Dans sa partition, Janáček accorde un rôle important à l’orchestre qui expose l’essentiel des éléments thématiques par de courts motifs et des ostinatos rythmiques. Quant aux parties chantées, elles témoignent des recherches du compositeur sur les inflexions musicales du langage parlé et de son intérêt pour le folklore. Dans le livret qui accompagne la captation de cette production (Deutsche Grammophon, 2008), Pierre Boulez évoque « le primitivisme puissant de Janáček » et rapproche la démarche du compositeur de celle d’un autre grand novateur du début du siècle : « L’absence de vocalité traditionnelle fait songer à Debussy. Janáček est à la langue tchèque ce que Debussy est au français. » L’ouverture est issue d’un Concerto pour violon inachevé, d’où un contraste saisissant lors de l’enchaînement avec le premier acte qui paraît plus rude et agressif. Caractéristiques mises en évidence par la direction de Pierre Boulez qui souligne les contrastes et l’âpreté de la partition en liaison avec l’action sur le plateau et le jeu des chanteurs.
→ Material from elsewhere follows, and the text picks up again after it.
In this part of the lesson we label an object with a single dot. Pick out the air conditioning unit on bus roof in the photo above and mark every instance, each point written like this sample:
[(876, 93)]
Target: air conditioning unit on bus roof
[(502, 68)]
Pour sa mise en scène, Patrice Chéreau fait le choix de l’universalité et de l’incarnation, sa direction d’acteur étant magistrale. Les décors de Richard Peduzzi, constitués d’immenses murs de béton mobiles, enserrent les prisonniers, suggérant ainsi l’enfermement. Les costumes de Caroline de Vivaise situent l’action non au XIXe siècle en Sibérie, comme c’est le cas dans le livret, mais à l’époque moderne. Patrice Chéreau a voulu actualiser le récit en pensant aux terribles tragédies du XXe siècle dans différents pays, le bagne tsariste ayant été dépassé dans l’horreur ensuite selon lui par les camps de concentration, le goulag ou Guantánamo.
Le film de cette production, réalisé par Stéphane Metge, est un témoignage précieux. Cette mise en scène, devenue iconique, a été reprise dans différentes maisons d’opéra et notamment en 2017 à l’Opéra Bastille à Paris sous la direction d’Esa-Pekka Salonen, après les décès de Patrice Chéreau (le 7 octobre 2013) et de Pierre Boulez (le 5 janvier 2016). Ce spectacle hommage révélait, rétrospectivement, l’apport extraordinaire de ces deux très grands artistes qui eurent, chacun dans leur domaine, une influence considérable sur l’évolution de leur art. À la fin de l’opéra, deux images contrastées demeurent ; d’une part la violence et la désespérance des bagnards et d’autre part, l’envol de l’aigle symbolisant l’espoir et la liberté retrouvée.